Eric Chou, Samsung's Vice President of Mobile Experience in Australia, framed the activation as a meeting point between art and technology. Brett Sheehy, the festival director, emphasized the shift from passive viewing to active creation—the idea that visitors stop being spectators and become makers. This is the throughline of the installation: Samsung's flagship phone is positioned not just as a device you own, but as a tool that changes how you see and document the world around you.
The timing matters. Vivid Sydney is expanding this year, running both day and night for the first time, and Samsung is a major partner. The festival itself is part of a larger economic strategy for New South Wales, targeting a $91 billion visitor economy by 2035. For Samsung, an experiential activation at a festival of this scale is a way to embed product features into memory—to let people feel what the S26 Ultra can do rather than read about it in a spec sheet.

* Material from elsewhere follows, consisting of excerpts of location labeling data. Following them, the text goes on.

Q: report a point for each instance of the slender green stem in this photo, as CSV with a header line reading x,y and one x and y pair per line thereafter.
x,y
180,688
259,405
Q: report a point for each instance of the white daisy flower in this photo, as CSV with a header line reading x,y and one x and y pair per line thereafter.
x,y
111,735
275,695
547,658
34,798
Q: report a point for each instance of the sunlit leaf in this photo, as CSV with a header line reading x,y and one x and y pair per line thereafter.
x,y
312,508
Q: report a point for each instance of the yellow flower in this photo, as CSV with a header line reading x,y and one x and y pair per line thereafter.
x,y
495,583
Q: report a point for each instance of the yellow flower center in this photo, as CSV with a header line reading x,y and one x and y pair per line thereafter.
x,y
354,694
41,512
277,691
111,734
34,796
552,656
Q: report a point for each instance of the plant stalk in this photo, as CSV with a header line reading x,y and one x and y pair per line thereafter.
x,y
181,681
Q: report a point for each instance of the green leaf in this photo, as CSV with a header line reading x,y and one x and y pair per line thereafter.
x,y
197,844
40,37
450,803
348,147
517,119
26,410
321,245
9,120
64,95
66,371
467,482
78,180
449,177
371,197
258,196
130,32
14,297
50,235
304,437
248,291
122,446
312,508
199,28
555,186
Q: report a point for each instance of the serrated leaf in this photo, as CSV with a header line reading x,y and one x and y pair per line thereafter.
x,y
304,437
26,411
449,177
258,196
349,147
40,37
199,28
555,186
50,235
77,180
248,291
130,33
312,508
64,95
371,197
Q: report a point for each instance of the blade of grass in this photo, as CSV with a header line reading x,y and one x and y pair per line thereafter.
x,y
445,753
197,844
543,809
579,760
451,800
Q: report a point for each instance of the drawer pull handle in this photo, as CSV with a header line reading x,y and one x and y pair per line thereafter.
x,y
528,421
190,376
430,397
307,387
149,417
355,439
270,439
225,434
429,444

The Sky Portal Studio is free. It runs from 6pm to 11pm each night through June 13. The installation exists in a specific place—First Fleet Park, a historic site in The Rocks—but it's designed to generate content that travels. Every photo and video submitted to the contest becomes part of Samsung's marketing ecosystem, a user-generated library of what the Galaxy S26 Ultra can capture. The real product being sold is not just the phone, but the idea that ordinary moments, when shot and edited with the right tools, become extraordinary.
Notable Quotes
Samsung is an important partner of Vivid Sydney, and we value their ongoing commitment to innovation and evolving how audiences engage with the festival.— Brett Sheehy AO, Vivid Sydney Festival Director
The Sky Portal Studio is an unmissable installation that invites every visitor to view the world differently, and to capture their vision through the lens of Galaxy S26 Ultra.— Eric Chou, Vice President of Mobile eXperience at Samsung Australia
The Hearth Conversation Another angle on the story
Why does Samsung need a physical installation at a festival? Couldn't they just advertise the phone online?

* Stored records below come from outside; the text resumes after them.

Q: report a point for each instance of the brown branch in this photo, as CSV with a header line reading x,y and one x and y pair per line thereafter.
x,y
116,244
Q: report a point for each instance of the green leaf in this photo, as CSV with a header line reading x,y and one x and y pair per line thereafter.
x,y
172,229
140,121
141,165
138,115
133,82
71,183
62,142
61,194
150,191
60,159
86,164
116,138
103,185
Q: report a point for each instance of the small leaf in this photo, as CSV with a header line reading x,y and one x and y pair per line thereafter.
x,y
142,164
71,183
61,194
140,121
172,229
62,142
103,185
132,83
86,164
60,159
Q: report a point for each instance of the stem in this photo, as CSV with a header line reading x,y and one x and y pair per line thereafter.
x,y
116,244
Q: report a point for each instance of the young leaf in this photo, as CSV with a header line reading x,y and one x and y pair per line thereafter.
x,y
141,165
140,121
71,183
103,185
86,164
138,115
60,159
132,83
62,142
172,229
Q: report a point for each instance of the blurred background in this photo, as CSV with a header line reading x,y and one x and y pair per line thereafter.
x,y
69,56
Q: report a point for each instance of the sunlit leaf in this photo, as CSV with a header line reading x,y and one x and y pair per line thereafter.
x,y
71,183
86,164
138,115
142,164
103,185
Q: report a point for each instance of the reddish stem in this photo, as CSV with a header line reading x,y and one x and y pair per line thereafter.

They could, but this is different. When you walk through those portals and see what the camera can do in real time—the stabilization, the AI editing—you're not reading a claim. You're experiencing it. Your hands are holding the phone. Your moment is being captured.
So it's about proof.
It's about proof, but also permission. The installation tells you it's okay to be a creator, not just a consumer. Most people don't think of themselves as filmmakers. Samsung is saying: you are. Here's the tool.
And the contest—that's the hook to get people to submit content?
Partly. But it's also genuine. They're building a film about Sydney from thousands of perspectives. That's not nothing. The prizes are real, but the idea is that you're contributing to something larger than yourself.
What happens to all that content after the contest ends?
That's the question, isn't it. Samsung gets a library of user-generated footage shot on their device, in their best light, in a major city. They can use it for marketing, for case studies, for showing what the S26 Ultra can do. The people who submitted it got to participate in something public and had a chance to win.
Is that fair?
It depends on what you value. If you care about the experience and the possibility of winning, it's fair. If you're thinking about the asymmetry of value—what Samsung gains versus what most participants get—then it's more complicated. But that's how experiential marketing works. The installation itself is free. The choice to submit is voluntary.